今年を振り返ると、Sir2ほどのインパクトはないものの、慢性疲労症候群(CFS)の原因がXMRVというウイルスだと報告した人のスキャンダルもありました。XMRVの「発見」はCFSの患者や研究者に大ブレークスルーと持ち上げらてたものの、ほどなく「XMRVは実験室レベルで進化したマウスウイルスの試料へのコンタミに過ぎず、CFSの原因とは考えられない」という結末に落ち着いて、この著者の人の転落は始まったようです。今では、実験ノートや材料を無断で持ち出したとして、解雇された前の施設から告訴されているという話も聞きました。あと、今年始め「ヒ素細菌」で世間を騒がせたNASAの研究者の人はどうなったのでしょうか?Scienceへの論文発表後、あらゆる方面からバッシングを受けて、確か職を変ったという話を聞いたような覚えがあります。
この手の下世話な話はやめましょう。ただ、教訓としては、ウソはいずればれ、誤りはいつか明らかになるということ、しかしそれには通常、随分長い時間がかかり、その間、騙されて時間や労力を浪費する被害者がいるということでしょうか。
昔の友人は、よく言っていました、「信じるものはハメられる」と。科学は方法的懐疑がその精神の根底ですから、ハイインパクト論文はとりあえず疑ってかかるのがスジですね。というよりは、Due Deligenceをしっかりするということでしょうか。この世界では、信じて騙されても誰も責任をとってくれないのも事実です。「騙される方がバカ」というわけです。騙されないためには、知識を持ち、自分の頭で考え、判断できる能力を養うことが必要です。

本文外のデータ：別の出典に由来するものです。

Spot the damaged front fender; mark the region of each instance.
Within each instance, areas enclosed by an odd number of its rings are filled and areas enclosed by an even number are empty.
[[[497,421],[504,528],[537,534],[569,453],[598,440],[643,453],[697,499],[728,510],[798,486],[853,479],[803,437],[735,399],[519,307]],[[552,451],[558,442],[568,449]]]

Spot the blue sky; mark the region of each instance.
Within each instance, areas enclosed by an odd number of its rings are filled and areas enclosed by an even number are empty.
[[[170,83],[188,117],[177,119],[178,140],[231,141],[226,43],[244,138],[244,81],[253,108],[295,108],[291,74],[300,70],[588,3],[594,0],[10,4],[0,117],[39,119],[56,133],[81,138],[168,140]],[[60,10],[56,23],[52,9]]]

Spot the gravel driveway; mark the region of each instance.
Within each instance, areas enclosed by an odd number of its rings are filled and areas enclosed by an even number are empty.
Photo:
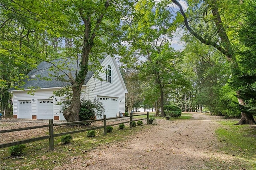
[[[54,169],[209,169],[208,165],[216,159],[221,169],[229,169],[235,160],[218,151],[214,130],[220,118],[198,113],[193,117],[157,119],[157,125],[131,136],[132,140],[92,150],[86,158],[76,158]]]

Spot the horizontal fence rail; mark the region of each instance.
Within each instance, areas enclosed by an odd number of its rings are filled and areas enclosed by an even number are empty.
[[[136,116],[143,116],[144,115],[147,115],[146,118],[141,119],[139,119],[136,120],[133,120],[133,117]],[[107,120],[113,120],[113,119],[120,119],[120,118],[125,118],[125,117],[130,117],[130,120],[129,121],[126,121],[122,122],[121,123],[112,124],[112,125],[106,125],[106,121]],[[13,146],[16,145],[17,144],[24,144],[28,143],[30,143],[33,142],[36,142],[39,140],[43,140],[45,139],[49,139],[49,148],[50,150],[53,150],[54,149],[54,138],[55,137],[60,136],[61,136],[69,134],[73,134],[74,133],[80,133],[83,132],[86,132],[89,130],[96,130],[99,129],[100,128],[103,128],[104,131],[104,135],[106,134],[106,127],[108,127],[112,126],[115,126],[117,125],[122,124],[126,123],[130,123],[130,128],[132,128],[132,122],[134,121],[139,121],[142,120],[147,120],[147,124],[148,124],[148,119],[149,119],[149,113],[148,112],[147,113],[147,114],[140,114],[140,115],[133,115],[132,113],[131,113],[130,115],[130,116],[123,116],[122,117],[111,117],[109,118],[106,118],[106,115],[103,115],[103,119],[96,119],[96,120],[91,120],[89,121],[79,121],[76,122],[67,122],[66,123],[58,123],[58,124],[54,124],[53,123],[53,119],[50,119],[49,120],[49,124],[48,125],[41,125],[41,126],[36,126],[34,127],[28,127],[25,128],[16,128],[14,129],[8,129],[8,130],[0,130],[0,133],[7,133],[8,132],[16,132],[21,130],[30,130],[30,129],[34,129],[36,128],[42,128],[44,127],[49,127],[49,135],[44,136],[40,137],[38,137],[36,138],[34,138],[30,139],[26,139],[22,140],[20,140],[17,142],[14,142],[8,143],[5,143],[3,144],[0,144],[0,148],[6,148],[8,147],[12,146]],[[92,123],[96,121],[103,121],[103,126],[97,127],[94,127],[92,128],[87,128],[84,129],[82,129],[77,130],[74,130],[69,132],[66,132],[62,133],[56,133],[54,134],[54,127],[55,126],[62,126],[62,125],[78,125],[78,124],[81,124],[82,123]]]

新聞とかマスコミにも言えますね。新聞は言うべき事の半分以上は言わず、言うべきでないウソを平気で書き立てますから、要注意です。新聞やマスコミついでにドジョウや政府や役人の言うことに騙されるのは、いまや騙される方が悪いと考えねばならない世の中です。他人や政府を信じられないこのような社会は極めて非効率的です。しかし、ここまで日本の社会が崩れてしまっては、仕方ありません。すでに弱肉強食の市場原理社会で、ごく一般の人間にとっても自分の身を自分で守れなければ喰われてしまう世の中になってきました。加えて政府や企業のウソにウソを塗り固めるやりかたが白日の元に晒されました。まさに信じるものは騙される世の中です。たまたまチラッと見た一般アメリカ人向けのインタビューでTIME氏の編集長代理の人が今年を振り返り、日本の地震について、「日本という国は極めて効率のよい国だったが、今回の原発事故で、杜撰な管理や隠蔽体質が露になった」というようなコメントをしていました。アメリカから遠巻きに見ている人間でさえ、日本政府や東電がウソを繰り返し、正しい情報を隠蔽し、鼻からみそ汁が吹き出すような「原発事故収束宣言」をしているのを見て、余りのデタラメさにあきれかえっているということです。今や世界の中の誰が、ドジョウや日本政府を信じますか?中国政府の方がやり方が露骨なだけまだマシでしょう。今、残っている希望は、来年そうそうドジョウの行き詰まりをみて、小沢新党が立ち上がり、受けてドジョウはヤケにやって解散総選挙となって民主党壊滅、そして小沢新党中心に連合与党を形成して新政権が発足する場合でしょうか。しかし、官僚どもがしつこく小沢裁判を引っぱるようであれば、本当に市民革命が必要なのかも知れません。モスクワでは反プーチン市民が12万人のデモを繰り広げました。エジプトではムバラク退陣後、早速反軍事政権デモがおこっているようです。ガダフィ後のリビアもそろそろ危ないでしょう。財政破綻している地中海三国、イタリア、スペイン、ギリシャも爆発寸前となっています。世界中がキナ臭くなってきました。日本も間もなく戦国時代に入ります。自分の身を自分で守るための少なくとも心の準備は必要でしょう。